Does it have to look good? 

On a good slab 12x12 rectified tile with a helper to keep me stocked with tile and mud in a wide open area....probably at least 100ft an hour. Of course the perfect scenario almost never happens for me.....I do almost exclusively re-model work so there is always something to slow me down.


----------



## myshtern

Yeah I meant decent work. Not $1mil+ house work but decent quality, something folks wouldnt complain about.


----------



## JJC

That's a subjective question! Ceramic is faster to install than stone. Does the time include preparing the floor and bringing it up to industry specs? In 24 yrs. of installing tile and stone, there are few floors that are ready to install tile on. Will the ceramic tiles have tight joints like 1/16" or 1/8" or be wider like 3/16"? Does this time include grouting and cleanup? Anyone can go in and "slap em down". I'm not being cantankerous, just need to clarify things so no one gets the wrong impression of the time involved.


----------



## myshtern

JJC said:


> That's a subjective question! Ceramic is faster to install than stone. Does the time include preparing the floor and bringing it up to industry specs? In 24 yrs. of installing tile and stone, there are few floors that are ready to install tile on. Will the ceramic tiles have tight joints like 1/16" or 1/8" or be wider like 3/16"? Does this time include grouting and cleanup? Anyone can go in and "slap em down". I'm not being cantankerous, just need to clarify things so no one gets the wrong impression of the time involved.

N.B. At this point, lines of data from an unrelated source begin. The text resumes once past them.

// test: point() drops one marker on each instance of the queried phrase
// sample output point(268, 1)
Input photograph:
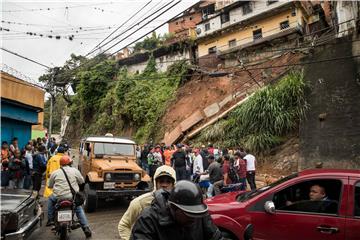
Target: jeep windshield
point(248, 195)
point(114, 149)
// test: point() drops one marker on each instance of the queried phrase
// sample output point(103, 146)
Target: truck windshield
point(247, 195)
point(113, 149)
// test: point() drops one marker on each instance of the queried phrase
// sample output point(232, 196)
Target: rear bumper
point(27, 229)
point(120, 192)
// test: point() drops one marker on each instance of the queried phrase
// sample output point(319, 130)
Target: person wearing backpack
point(226, 179)
point(39, 167)
point(240, 165)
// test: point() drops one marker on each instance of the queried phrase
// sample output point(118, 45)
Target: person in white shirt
point(250, 170)
point(61, 190)
point(198, 162)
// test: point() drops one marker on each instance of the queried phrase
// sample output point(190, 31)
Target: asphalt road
point(103, 222)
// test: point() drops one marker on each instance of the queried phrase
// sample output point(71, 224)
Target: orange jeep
point(108, 165)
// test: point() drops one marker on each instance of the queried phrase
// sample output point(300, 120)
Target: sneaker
point(87, 232)
point(50, 223)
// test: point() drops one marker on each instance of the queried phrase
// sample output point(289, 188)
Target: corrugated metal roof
point(109, 140)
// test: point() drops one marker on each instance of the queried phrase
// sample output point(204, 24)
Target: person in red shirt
point(240, 166)
point(226, 180)
point(167, 155)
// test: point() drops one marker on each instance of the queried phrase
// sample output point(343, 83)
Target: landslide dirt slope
point(202, 91)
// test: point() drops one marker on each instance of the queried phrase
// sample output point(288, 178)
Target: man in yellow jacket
point(165, 178)
point(52, 165)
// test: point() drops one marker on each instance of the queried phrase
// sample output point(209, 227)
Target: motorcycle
point(64, 218)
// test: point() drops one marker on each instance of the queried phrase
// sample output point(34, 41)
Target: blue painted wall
point(19, 113)
point(11, 128)
point(16, 121)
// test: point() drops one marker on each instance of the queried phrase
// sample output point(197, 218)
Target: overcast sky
point(88, 21)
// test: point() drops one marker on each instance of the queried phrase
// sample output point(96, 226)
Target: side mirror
point(269, 207)
point(248, 233)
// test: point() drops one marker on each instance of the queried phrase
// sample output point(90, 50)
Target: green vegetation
point(263, 121)
point(109, 99)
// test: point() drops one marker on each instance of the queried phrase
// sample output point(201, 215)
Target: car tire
point(90, 203)
point(228, 236)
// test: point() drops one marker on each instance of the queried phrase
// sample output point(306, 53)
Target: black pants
point(36, 178)
point(250, 177)
point(181, 173)
point(152, 169)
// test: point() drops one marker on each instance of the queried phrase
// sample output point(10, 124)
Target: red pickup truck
point(286, 209)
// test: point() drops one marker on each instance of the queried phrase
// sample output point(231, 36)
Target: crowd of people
point(175, 209)
point(24, 167)
point(215, 166)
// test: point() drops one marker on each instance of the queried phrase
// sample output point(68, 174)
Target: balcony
point(259, 36)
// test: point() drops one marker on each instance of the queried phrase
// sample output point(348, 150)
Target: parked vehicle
point(21, 214)
point(108, 165)
point(283, 209)
point(64, 218)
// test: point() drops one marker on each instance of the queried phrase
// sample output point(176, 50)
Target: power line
point(139, 27)
point(55, 8)
point(120, 26)
point(26, 58)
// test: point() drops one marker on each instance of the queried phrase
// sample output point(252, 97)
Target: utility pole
point(52, 98)
point(50, 120)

Time includes all of what you just said with 1/8" gaps. From start to finish, how many square feet can you lay down working at a normal pace?


----------



## HJ1

I don't know how anyone can answer this question. Prep for every single floor will be different. Some will be days and some hours but all floors generally will require prep before you can get started. Some tile will be easy with 1/8" grout joint while others will be nearly impossible. Different floor layouts, amount and type of cuts, type of tile. You could go on and on here with many more variables.:no::no::no:


----------



## MattCoops

It's not a race my friend.
What time constrained builder are you working with?


----------



## Bill_Vincent

I used to work on a crew doing malls and J.C. Pennies where we were expected to install 100 feet per hour per man, so if I had someone spreading thinset for me, we'd better be doing 200 feet of tile per hour. Of course, that's wide open, all full tiles. My personal best is 1575 feet in a 12 hour day. 

Stone's a little different. I'm happy if I can get 150- 200 feet in a DAY.

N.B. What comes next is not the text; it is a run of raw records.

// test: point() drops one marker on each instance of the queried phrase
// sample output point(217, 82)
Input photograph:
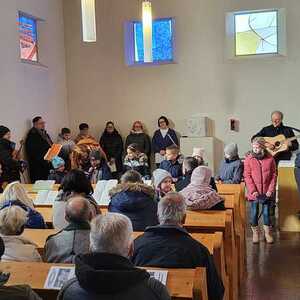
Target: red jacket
point(260, 175)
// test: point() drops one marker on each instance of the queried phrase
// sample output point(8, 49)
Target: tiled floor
point(273, 270)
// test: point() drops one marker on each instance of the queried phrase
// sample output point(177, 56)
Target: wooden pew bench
point(182, 284)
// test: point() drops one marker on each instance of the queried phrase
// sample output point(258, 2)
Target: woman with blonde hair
point(17, 248)
point(15, 194)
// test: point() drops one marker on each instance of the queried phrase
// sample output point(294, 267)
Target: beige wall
point(29, 90)
point(101, 87)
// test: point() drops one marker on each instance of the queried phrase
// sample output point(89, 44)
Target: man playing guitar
point(277, 128)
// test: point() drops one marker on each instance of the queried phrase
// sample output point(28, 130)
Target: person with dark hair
point(172, 162)
point(14, 292)
point(83, 133)
point(37, 144)
point(169, 245)
point(138, 136)
point(276, 128)
point(11, 167)
point(59, 170)
point(189, 165)
point(112, 144)
point(99, 169)
point(74, 238)
point(136, 160)
point(134, 199)
point(75, 183)
point(163, 138)
point(65, 139)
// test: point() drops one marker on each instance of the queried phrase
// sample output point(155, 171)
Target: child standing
point(173, 162)
point(135, 160)
point(231, 169)
point(99, 169)
point(163, 182)
point(58, 173)
point(260, 178)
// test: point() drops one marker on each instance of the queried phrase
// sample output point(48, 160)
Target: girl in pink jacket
point(260, 179)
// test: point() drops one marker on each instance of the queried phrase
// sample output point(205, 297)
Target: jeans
point(255, 213)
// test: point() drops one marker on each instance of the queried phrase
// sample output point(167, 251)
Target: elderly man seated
point(73, 239)
point(169, 245)
point(106, 272)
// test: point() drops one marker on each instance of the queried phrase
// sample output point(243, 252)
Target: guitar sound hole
point(277, 144)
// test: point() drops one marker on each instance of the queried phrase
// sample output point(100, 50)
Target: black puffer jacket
point(108, 277)
point(112, 145)
point(10, 167)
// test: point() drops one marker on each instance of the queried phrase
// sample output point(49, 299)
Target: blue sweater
point(161, 143)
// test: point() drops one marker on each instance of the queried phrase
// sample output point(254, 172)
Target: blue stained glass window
point(162, 40)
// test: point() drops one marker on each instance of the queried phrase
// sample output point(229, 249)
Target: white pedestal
point(212, 146)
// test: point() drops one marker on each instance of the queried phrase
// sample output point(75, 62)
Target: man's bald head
point(78, 210)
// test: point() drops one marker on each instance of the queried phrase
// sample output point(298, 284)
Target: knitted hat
point(3, 131)
point(198, 152)
point(231, 150)
point(159, 175)
point(57, 162)
point(95, 154)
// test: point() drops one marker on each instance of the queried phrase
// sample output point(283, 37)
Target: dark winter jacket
point(231, 171)
point(185, 180)
point(11, 168)
point(174, 168)
point(112, 145)
point(271, 131)
point(142, 140)
point(169, 246)
point(107, 277)
point(57, 176)
point(102, 172)
point(64, 245)
point(136, 201)
point(34, 219)
point(36, 146)
point(161, 143)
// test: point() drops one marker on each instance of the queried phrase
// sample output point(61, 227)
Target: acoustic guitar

hey Adam-- trust me-- your stepdad keeps his eye on the joints, too.


----------



## CCSowner

haha and I don't........don't make me slap you. Hey that kitchen that I layed the other day was pretty sexy. Sizing was kind off on a few tiles though.



Bill_Vincent said:


> I used to work on a crew doing malls and J.C. Pennies where we were expected to install 100 feet per hour per man, so if I had someone spreading thinset for me, we'd better be doing 200 feet of tile per hour. Of course, that's wide open, all full tiles. My personal best is 1575 feet in a 12 hour day.
> 
> Stone's a little different. I'm happy if I can get 150- 200 feet in a DAY.
> 
> hey Adam-- trust me-- your stepdad keeps his eye on the joints, too.


----------



## Bill_Vincent

It'll pass. :thumbup:


----------